According to Emboline, the new funds will support completion of CE Mark filing for the company’s Emboliner embolic protection catheter in preparation for the European commercial launch of the device and preparatory activities for a United States pivotal trial. This round of financing will provide working capital to make significant regulatory and clinical progress as the company finalizes its forthcoming Series C round.
The Emboliner device is intended to more reliably protect the cerebral system while also capturing noncerebral debris. The device is limited in the United States to investigational use.
The company advised that results from the SafePass 2 clinical study showed that Emboliner collects five times the amount of debris as seen in previous trials of commercial devices.
On January 15, the company announced completion of enrollment in the SafePass 2 clinical study of the Emboliner device for use with TAVR and advised that final data analysis is now underway for the full SafePass 2 study population.
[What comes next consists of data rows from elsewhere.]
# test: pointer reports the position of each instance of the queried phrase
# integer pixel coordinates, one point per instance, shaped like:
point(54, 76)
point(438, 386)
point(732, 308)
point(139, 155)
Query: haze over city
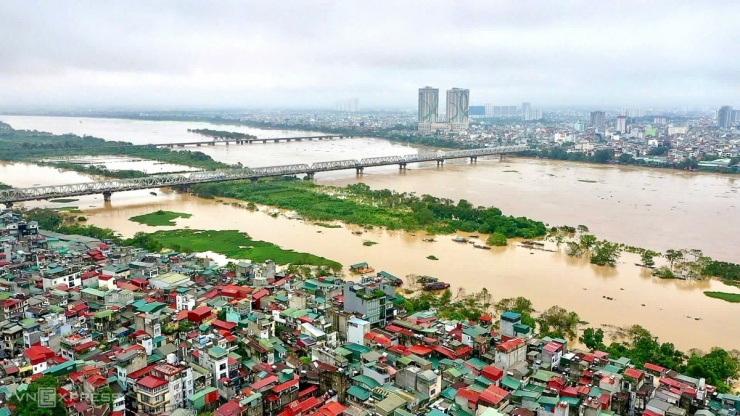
point(297, 54)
The data will be used to file for European CE Mark approval for the Emboliner in 2020. Additionally, the company will be seeking FDA approval to begin the pivotal United States clinical study.
Emboline advised that the 30-day results from the first 24 patients treated using the Emboliner device were presented at TCT 2019, the 31st annual Transcatheter Cardiovascular Therapeutics scientific symposium, held September 25–29 in San Francisco, California. The data showed no device-related adverse events, no device-related access site complications, 100% technical performance (successful access of the aortic arch with the delivery catheter, positioning across the aortic arch, retrieval and removal of the device), and debris capture and removal in 100% of patients. The study also examined the amount of debris collected from patients. An average of 250 particles of debris ≥ 150 µm in size were removed from each patient, with more than half of patients having debris ≥ 1 mm in size and one in four patients having debris ≥ 2 mm in size.
The Emboliner device is designed to provide total embolic protection of the brain and body during TAVR. The cylindrical nitinol mesh device covers the entire arterial bed (all three cerebral branches and noncerebral vessels) and contains an expandable access port through which TAVR devices are passed, enabling the device to capture and contain debris during the entire TAVR procedure. It requires no additional procedural access and minimal added procedural time, advised the company.